Which is a good thing, right? Maybe, but football coaches aren’t necessarily interested in brainstorming with players.

“He needs to be challenged intellectually so he doesn’t get bored. He’s a millennial,” Mora said. (Rosen, at 21, is on the cusp of millennial-hood; Pew Research Center uses 1996 as the last birth year for millennials, and Rosen was born in 1997.)

“He wants to know why,” Mora went on. “Millennials, once they know why, they’re good. Josh has a lot of interests in life. If you can hold his concentration level and focus only on football for a few years, he will set the world on fire. He has so much ability, and he’s a really good kid.”

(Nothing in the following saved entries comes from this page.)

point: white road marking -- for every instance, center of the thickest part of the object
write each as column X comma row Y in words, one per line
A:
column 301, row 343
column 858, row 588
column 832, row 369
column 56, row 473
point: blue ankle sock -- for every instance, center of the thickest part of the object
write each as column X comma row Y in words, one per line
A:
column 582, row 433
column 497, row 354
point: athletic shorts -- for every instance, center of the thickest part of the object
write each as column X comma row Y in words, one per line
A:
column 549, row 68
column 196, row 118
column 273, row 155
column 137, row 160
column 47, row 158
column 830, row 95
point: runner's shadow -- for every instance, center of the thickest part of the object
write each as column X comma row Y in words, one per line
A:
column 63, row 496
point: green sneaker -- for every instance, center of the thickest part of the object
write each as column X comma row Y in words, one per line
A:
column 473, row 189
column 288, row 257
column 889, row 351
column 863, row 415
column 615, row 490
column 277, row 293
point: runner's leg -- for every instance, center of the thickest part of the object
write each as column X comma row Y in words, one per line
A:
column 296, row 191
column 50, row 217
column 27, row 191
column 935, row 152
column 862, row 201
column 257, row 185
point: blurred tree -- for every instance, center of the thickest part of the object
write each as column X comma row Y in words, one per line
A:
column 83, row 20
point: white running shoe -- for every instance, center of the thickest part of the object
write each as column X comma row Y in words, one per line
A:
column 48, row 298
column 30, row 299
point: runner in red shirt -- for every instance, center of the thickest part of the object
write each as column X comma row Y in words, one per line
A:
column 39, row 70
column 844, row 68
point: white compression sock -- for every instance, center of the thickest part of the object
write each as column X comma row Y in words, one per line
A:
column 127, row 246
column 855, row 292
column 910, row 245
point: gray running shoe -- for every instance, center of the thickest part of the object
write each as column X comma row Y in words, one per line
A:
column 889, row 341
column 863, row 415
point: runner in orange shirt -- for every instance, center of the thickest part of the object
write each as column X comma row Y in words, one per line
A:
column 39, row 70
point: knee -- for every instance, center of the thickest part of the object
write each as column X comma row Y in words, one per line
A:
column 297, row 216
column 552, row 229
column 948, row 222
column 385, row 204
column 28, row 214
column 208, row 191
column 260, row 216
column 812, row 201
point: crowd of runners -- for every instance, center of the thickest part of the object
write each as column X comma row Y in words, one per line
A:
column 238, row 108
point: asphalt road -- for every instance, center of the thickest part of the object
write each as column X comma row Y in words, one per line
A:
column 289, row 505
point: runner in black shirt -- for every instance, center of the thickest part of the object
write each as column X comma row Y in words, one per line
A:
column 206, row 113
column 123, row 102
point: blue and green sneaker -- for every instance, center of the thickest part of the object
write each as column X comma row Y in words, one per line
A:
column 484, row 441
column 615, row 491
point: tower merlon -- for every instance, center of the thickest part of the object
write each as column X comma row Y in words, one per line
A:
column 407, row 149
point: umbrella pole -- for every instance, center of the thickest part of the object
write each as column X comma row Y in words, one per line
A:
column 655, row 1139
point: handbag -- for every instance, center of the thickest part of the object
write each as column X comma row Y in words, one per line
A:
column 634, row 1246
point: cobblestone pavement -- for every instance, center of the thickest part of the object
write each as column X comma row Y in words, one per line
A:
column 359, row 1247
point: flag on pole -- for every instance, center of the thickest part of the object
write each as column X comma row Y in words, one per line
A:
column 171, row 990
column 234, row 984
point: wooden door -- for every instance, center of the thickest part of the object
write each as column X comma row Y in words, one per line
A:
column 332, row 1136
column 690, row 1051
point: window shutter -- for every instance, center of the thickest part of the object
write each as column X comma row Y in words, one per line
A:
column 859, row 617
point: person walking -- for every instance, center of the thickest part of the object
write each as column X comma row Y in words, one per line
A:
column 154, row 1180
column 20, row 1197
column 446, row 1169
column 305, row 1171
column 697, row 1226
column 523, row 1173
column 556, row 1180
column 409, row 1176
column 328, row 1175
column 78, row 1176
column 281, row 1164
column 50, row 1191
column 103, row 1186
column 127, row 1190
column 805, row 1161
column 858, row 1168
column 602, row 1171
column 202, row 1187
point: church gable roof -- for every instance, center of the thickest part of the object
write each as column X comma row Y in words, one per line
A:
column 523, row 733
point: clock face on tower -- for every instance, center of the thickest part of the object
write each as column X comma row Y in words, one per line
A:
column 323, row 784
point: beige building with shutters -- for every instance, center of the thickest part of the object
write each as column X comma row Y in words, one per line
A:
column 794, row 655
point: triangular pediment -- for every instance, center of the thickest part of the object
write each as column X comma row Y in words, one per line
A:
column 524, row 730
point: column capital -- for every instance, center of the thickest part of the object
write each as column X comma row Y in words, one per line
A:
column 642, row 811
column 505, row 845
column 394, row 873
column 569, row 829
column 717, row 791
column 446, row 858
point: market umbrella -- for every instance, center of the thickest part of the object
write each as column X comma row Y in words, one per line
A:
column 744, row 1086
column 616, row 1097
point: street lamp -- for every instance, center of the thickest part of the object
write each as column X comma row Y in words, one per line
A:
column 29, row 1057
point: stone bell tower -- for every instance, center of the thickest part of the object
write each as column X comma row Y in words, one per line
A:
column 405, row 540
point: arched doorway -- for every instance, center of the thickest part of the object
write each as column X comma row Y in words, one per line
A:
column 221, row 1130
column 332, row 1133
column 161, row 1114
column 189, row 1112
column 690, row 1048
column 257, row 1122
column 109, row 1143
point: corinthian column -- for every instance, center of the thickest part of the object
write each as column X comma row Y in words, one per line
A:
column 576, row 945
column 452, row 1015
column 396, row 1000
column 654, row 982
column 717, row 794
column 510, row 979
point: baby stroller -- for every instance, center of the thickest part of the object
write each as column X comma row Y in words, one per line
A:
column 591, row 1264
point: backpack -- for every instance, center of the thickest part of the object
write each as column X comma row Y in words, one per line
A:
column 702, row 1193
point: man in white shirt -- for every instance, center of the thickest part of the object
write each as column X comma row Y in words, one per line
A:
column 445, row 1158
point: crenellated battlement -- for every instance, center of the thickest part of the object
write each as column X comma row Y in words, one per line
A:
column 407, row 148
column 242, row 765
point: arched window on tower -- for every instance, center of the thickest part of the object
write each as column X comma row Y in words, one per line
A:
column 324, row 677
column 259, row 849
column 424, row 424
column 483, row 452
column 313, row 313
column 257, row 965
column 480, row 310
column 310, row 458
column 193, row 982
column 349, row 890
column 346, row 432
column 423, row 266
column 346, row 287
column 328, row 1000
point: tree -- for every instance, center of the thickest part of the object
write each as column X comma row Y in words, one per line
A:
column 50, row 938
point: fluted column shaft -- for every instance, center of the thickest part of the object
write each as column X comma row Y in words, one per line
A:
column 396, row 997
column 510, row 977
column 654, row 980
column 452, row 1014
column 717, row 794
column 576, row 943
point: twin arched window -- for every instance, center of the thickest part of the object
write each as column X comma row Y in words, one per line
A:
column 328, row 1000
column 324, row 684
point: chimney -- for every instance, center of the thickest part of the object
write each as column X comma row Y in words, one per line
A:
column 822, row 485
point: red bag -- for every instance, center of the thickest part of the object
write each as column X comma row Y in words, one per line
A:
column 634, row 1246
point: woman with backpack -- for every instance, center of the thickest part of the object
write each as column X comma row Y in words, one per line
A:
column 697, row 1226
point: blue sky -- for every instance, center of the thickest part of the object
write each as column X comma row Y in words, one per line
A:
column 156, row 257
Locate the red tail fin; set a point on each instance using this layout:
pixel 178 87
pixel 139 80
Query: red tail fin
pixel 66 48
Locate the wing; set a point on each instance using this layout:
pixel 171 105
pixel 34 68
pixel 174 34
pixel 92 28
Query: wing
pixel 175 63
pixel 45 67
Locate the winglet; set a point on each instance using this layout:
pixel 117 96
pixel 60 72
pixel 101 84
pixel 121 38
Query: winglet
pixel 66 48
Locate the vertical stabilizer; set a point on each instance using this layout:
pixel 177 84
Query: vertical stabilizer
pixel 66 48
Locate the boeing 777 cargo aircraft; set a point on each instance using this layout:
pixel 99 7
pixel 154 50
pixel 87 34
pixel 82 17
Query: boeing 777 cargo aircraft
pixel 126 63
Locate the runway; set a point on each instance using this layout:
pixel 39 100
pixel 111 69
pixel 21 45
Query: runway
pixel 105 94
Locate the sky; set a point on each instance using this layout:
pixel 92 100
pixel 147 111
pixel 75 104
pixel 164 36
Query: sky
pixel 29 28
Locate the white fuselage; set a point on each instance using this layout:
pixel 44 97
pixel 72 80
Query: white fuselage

Mora told King that he had not yet heard from teams that might draft Rosen, who is expected to visit the Browns, Jets, Giants, Cardinals, Broncos, Bills and Chargers soon. And when he does, they’re likely to pepper him with questions about Mora’s comments, which, according to King, surprised Rosen.

The quarterback sent a one-word Monday tweet — “Why?” — which at least seemed to be in response to the latest kerfuffle.

He wasn’t the only one left wide-eyed. Ross Tucker, the former NFL player and NBC Sports Network/SiriusXM contributor, pointed out that “right or wrong,” the quote “will be a major concern to some NFL people” and tweeted, “truth is, guys like [Tom] Brady, [Drew] Brees, Russell Wilson, Peyton Manning, etc. have other interests as well but there’s never any concern about their primary focus and/or concentration level. Evidently Mora thinks with Rosen there is.” The NFL Network’s Jim Trotter tweeted, “If coaches are afraid of being challenged intellectually, it says more about them than the player,” adding that Mora’s comments sounded a lot like “shut up and dribble.”

So who, exactly, is challenging whom here? And, what’s wrong with challenges flowing both ways? “Give me a player who wants to be challenged and doesn’t get overwhelmed with basic XOs,” former NFL quarterback Sage Rosenfels tweeted. “I like this kid more and more.”

During Super Bowl week, New England Patriots offensive coordinator Josh McDaniels described a quarterback who sounds an awful lot like a guy who likes to challenge and be challenged. “[Brady is] a challenging guy to coach because his aptitude is so significant. He’s a tremendous player as far as coming every day ready to work and ready and willing to learn,” he told the NFL Network’s Albert Breer (via Trotter). “That pulls the best out of you as a coach because you can’t go into the meeting room and not challenge this guy to try and get better.

“Here’s a guy, he’ll go down as what he’ll go down as, which is one of the greatest players ever to play in this game, but he still comes into every meeting looking for something that’s going to make him a better player that day. And as a coach you have to respond accordingly, whether it’s making sure you provide him with that information or you find something to help him improve some aspect of that game.”

Mora’s description also sounds like a quarterback who has twice been an NFL MVP and had that “smart” label slapped on him before the draft. Aaron Rodgers met with Rosen as part of the “Destination Dallas” draft series he is executive producing and described a technique that might be seen by some as challenging for coaches.

“When you come out every day in practice, work on something,” Rogers told him in the video. “Any time you’re doing drill work, you should do stuff to make it more difficult. If I can’t throw the ball in a perfect environment on the money all the time, I can’t play. Everybody can do that.”

Asked by Rosen whether he tries “to mess” with himself by creating challenges, Rodgers smiled: “You need a little stimulation out there.”